Friday, November 24, 2017

Velveteen Rabbit Sew Along Day 2: Assembling the PDF Pattern and Cutting

Hello there! Today we will be assembling our Velveteen Rabbit PDF files and cutting our fabric.

If you've missed any previous posts, here is what has come before in the Velveteen Sewalong:

Welcome and Schedule
Day 1: Fabric and Supplies

The pattern is designed to be printed on a home printer on 8.5"x11" paper. Make sure that you print the pattern at 100% (I have to turn off "scaling" on my printer). After you print, check the test square on the first page of the pattern with a ruler-- make sure it measures exactly 1 inch or 4 cm.

Some of the pattern pieces are larger than will fit on 8.5"x11" paper, so the first 4 pages need to be taped together. Match the triangles and tape together pages, matching the triangles. For a secure and accurate join between two pages trim off the margin of one page and tape it to the side that still has the margin.

Pages 5, 6, and 7 don't need to be taped because the contain smaller pattern pieces.

Before you cut, prewash your fabrics. This helps remove any residual chemicals or contaminants from your fabrics, which is important if you are planning on making a toy that a child will play with. It also prevents shrinkage when the toy is washed... although a finished stuffed toy should only be hand washed and air-dried.

After you've taped together the pattern, cut out the paper pattern pieces. Arrange your pattern pieces on your main fabric, contrast fabric, and muslin using the cutting layouts in the instructions. When I'm working with lofty fabrics like fleece or some velvets, I prefer to trace around the pattern pieces with a fabric marker and cut them out with fabric scissors. For thinner fabrics like quilting cottons and muslin, I use a rotary blade and a cutting mat.

You can also cut out the heavy weight interfacing for your ears at this time using the Ear Front Inner pattern piece and the cotton muslin for the weight bags.

If you are using a velveteen or velour with nap, make sure to pay attention to the nap. The main thing is to always cut nap in the same direction, so that when you stroke your bunny, the fur will all lie in the same direction. You want to place the arrow on the pattern piece in the direction that the little hairs on the fabric want to lie down. Here's a short video I made to illustrate this:

If your fabric has stretch, you will want to underline or interface it.
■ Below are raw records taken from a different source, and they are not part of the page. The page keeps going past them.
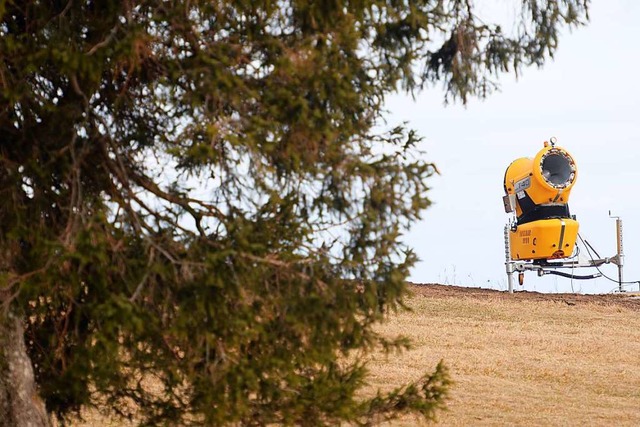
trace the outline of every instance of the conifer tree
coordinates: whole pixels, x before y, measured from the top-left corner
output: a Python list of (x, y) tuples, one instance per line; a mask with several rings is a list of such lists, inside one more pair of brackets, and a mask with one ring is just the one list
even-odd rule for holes
[(47, 424), (29, 360), (61, 420), (432, 418), (442, 365), (358, 394), (435, 173), (384, 103), (487, 96), (587, 19), (514, 4), (0, 0), (0, 419)]

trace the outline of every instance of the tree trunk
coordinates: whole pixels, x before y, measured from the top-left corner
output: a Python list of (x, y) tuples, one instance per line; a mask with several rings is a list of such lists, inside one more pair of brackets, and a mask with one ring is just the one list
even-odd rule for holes
[(21, 319), (0, 308), (0, 427), (48, 427)]

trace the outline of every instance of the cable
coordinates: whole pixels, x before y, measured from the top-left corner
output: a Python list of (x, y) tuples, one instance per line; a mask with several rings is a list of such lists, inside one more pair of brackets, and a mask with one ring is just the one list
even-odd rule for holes
[(569, 279), (576, 279), (576, 280), (590, 280), (590, 279), (597, 279), (598, 277), (600, 277), (597, 274), (589, 274), (588, 276), (578, 276), (573, 273), (564, 273), (562, 271), (555, 271), (555, 270), (546, 270), (545, 274), (555, 274), (556, 276), (562, 276), (562, 277), (566, 277)]
[[(580, 237), (580, 239), (582, 239), (582, 237)], [(596, 256), (598, 258), (601, 258), (600, 254), (598, 253), (598, 251), (595, 250), (595, 248), (593, 246), (591, 246), (591, 244), (589, 242), (587, 242), (586, 240), (584, 241), (585, 245), (588, 246), (589, 248), (591, 248), (591, 250), (596, 254)]]
[[(582, 242), (584, 247), (587, 249), (587, 253), (589, 254), (589, 258), (591, 259), (591, 262), (595, 263), (596, 260), (593, 258), (593, 255), (591, 255), (591, 251), (589, 250), (590, 247), (591, 247), (591, 249), (593, 249), (593, 247), (582, 238), (582, 235), (580, 233), (578, 233), (578, 237), (580, 238), (580, 241)], [(598, 253), (598, 252), (596, 252), (595, 249), (593, 249), (593, 252), (595, 252), (596, 254)], [(602, 275), (602, 277), (604, 277), (605, 279), (610, 280), (610, 281), (612, 281), (614, 283), (626, 284), (626, 285), (632, 285), (632, 284), (640, 285), (640, 280), (631, 280), (631, 281), (619, 282), (616, 279), (612, 279), (611, 277), (609, 277), (606, 274), (604, 274), (602, 272), (602, 270), (600, 270), (600, 267), (598, 267), (597, 265), (594, 264), (593, 267), (595, 267), (595, 269), (598, 270), (598, 273), (600, 273)]]

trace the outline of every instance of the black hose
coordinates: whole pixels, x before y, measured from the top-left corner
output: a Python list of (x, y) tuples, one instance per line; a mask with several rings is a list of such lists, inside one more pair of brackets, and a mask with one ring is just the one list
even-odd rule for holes
[(555, 274), (556, 276), (562, 276), (562, 277), (566, 277), (569, 279), (576, 279), (576, 280), (591, 280), (591, 279), (597, 279), (598, 277), (602, 276), (601, 274), (589, 274), (588, 276), (578, 276), (575, 274), (569, 274), (569, 273), (563, 273), (562, 271), (552, 271), (552, 270), (543, 270), (545, 272), (545, 274)]

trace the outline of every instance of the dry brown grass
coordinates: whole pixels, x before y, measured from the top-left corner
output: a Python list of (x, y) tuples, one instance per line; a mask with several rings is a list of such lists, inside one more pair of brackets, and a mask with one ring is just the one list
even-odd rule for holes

In the video above about nap I am making a bunny out of cotton velour, which is a knit fabric with stretch. To help the bunny keep it's shape, I chose to underline it with cotton muslin.

You might also want to underline or interface your fabric to provide additional strength. If you are making a bunny that you plan to give to a child who will potentially play with it for many years, the underlining or interfacing will make the toy better able to stand up to the tough life of a well-loved toy.

You can underline with any medium-light weight fabric-- I usually use cotton muslin. If you are interfacing, use a quality medium weight interfacing with minimal stretch. Don't trim the seam allowances on your interfacing: sewing the interfacing into the seam will add strength.

To underline or interface your fabric, cut the Body and Belly pattern pieces out of your underlining fabric or interfacing. If you are underlining, simply machine baste your underlining piece to the back of your fabric piece with a wide stitch. Keep your basting stitch just inside the 1/4 inch seam allowances. If you are interfacing, follow the instructions on your interfacing to adhere the interfacing to the back of your fabric piece.

Tomorrow we start assembling the bunny!